From Bugzilla Helper: User-Agent: Mozilla/5.0 (Macintosh; U; PPC Mac OS X Mach-O; de-DE; rv:1.7.6) Gecko/20050321 Firefox/1.0.2 Description of problem: Our email server application uses a file-based storage approach and utilizes file locking heavily; one of our larger customers is just deciding on the storage architecture for their upcoming Scalix project. One option is a NetAPP NAS device. when using the app on NFSv3 storage, we have large-scale performance degradations with RHEL4 as the app server, e.g. application startup time goes up from 5 to 30 seconds on NFS as compared to local storage. The problem was isolated down to two processes accessing the same file and trying to lock using a system call similar to the one giving the following strace output: fcntl64(3, F_SETLKW, {type=F_WRLCK, whence=SEEK_SET, start=0, len=0}) When the first process, which is holding the lock, terminates and thereby releases it, the second process will hang anywhere between 5 and 45 seconds before seeing the release, then acquiring the lock and continuing. Using the "nolock" mount option on NFSv3 makes the situation even worse, as then there is no locking at all and the two processes access the file at the same time, resulting in data corruption. Kernel 2.6.10 resolves the problem as it introduces a number of fixes around NFS locking. This is described in http://www.linux-nfs.org/Linux-2.6.x/2.6.10-rc1/linux-2.6.9-17-fix_nfs_nolock.dif The patch was modified again in Kernel 2.6.11. The fix is currently not available in RHEL4 stable and beta kernels. We re-tested our application on Fedora Core 4 (based on 2.6.11) and the problem seems to disappear completely, i.e. without nolock the lock release is detected by the second process without any delay; with nolock, the kernel code still provides for local logging (on NFS client only as opposed to NFS server). The latter is what we want because only one client will be accessing the NAS device at a time and local logging will provide for better performance. So... ;-) it would be good to include this fix in a RHEL4 kernel update somehow. Version-Release number of selected component (if applicable): kernel-2.6.9-11 How reproducible: Always Steps to Reproduce: see description. Actual Results: see description. Expected Results: see description. Additional info:
In addition, while doing the testing on FC4, we're experiencing a throughput of 15-16MB/s. to the NetApp box as opposed to 5-6MB/s on RHEL4, all other parameters unchanged.
On testing with FC4 and Kernel 2.6.11-1 there, we still saw lock-related lockups of processes under load. We weren't able to gather exact data, but working assumption is that the NFS locking code in 2.6.11 is not fully stable either.

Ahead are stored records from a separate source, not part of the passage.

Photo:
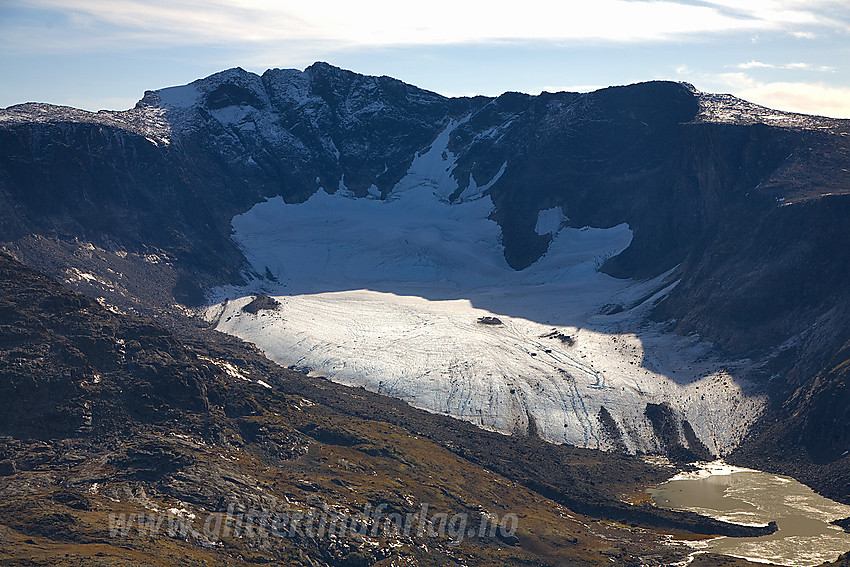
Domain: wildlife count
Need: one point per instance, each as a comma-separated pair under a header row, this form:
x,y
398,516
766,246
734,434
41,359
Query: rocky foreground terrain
x,y
124,418
116,398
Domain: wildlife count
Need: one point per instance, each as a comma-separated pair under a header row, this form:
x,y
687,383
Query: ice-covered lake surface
x,y
746,496
410,295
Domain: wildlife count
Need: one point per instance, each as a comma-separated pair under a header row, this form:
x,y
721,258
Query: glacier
x,y
410,295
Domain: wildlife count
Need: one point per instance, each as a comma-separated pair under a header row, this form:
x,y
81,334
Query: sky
x,y
103,54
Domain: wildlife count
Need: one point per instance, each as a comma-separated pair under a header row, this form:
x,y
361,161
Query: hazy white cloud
x,y
807,98
385,23
800,66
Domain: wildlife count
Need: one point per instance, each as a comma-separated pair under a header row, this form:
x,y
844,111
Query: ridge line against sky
x,y
786,54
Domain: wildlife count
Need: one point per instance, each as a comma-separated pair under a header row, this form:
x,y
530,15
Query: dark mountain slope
x,y
125,418
134,207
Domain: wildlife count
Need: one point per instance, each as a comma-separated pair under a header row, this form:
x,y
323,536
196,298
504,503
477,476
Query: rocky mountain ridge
x,y
745,203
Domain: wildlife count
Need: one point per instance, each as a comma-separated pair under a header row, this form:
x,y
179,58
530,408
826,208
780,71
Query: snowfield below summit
x,y
410,296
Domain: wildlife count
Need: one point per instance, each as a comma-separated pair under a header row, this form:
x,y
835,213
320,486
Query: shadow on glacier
x,y
417,244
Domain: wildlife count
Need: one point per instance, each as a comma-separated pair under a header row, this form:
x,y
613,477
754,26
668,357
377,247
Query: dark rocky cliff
x,y
748,205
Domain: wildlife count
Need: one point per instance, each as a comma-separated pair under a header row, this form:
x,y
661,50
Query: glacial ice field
x,y
410,296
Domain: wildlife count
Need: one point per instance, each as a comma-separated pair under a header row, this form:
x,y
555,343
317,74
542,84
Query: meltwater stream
x,y
805,536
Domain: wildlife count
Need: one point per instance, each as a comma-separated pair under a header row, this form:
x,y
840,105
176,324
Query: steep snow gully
x,y
411,296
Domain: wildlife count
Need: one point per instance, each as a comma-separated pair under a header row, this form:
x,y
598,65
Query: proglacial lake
x,y
746,496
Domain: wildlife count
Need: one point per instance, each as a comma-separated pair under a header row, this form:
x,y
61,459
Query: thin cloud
x,y
384,23
799,66
816,98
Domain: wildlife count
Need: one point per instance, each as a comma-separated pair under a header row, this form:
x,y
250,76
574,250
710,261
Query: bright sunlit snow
x,y
411,297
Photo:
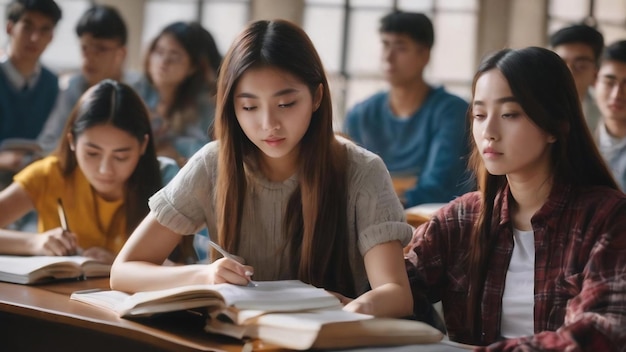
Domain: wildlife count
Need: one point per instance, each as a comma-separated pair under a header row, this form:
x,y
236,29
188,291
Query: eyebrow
x,y
499,100
277,94
124,149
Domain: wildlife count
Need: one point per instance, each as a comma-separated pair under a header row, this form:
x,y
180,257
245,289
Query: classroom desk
x,y
43,318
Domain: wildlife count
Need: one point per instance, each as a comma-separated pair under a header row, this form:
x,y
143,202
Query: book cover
x,y
39,269
223,299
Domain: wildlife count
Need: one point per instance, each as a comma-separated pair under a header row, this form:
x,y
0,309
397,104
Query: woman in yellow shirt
x,y
102,172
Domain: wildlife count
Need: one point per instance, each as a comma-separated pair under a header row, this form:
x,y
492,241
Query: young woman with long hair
x,y
536,257
103,172
278,189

A preliminary test suggests that this is a regression from RHEL3. The "nolock" option seems to do what Florian requires -- it simply causes a fall-back to local-locking instead of NFS locking. Although the man page sort-of implies that "nolock" completely disables locking this would appear to be a completely useless option: it converts a slow locking mechanism for an exclusively mounted NFS directory (as from an NAS) into a something that is unusable! I've used "nolock" with RHEL3 to greatly speed up applications that do a lot of file locking -- and, of course, made sure that no one else is using NFS exported file system. There's still time to get this in RHEL4 U2 isn't there? It's quite important for people who want to use NetApp servers and the like.
Its probably too late to get it into U2, but I will try and get it in as early as possible for U3 and if need be, you can request an Hot Fix kernel.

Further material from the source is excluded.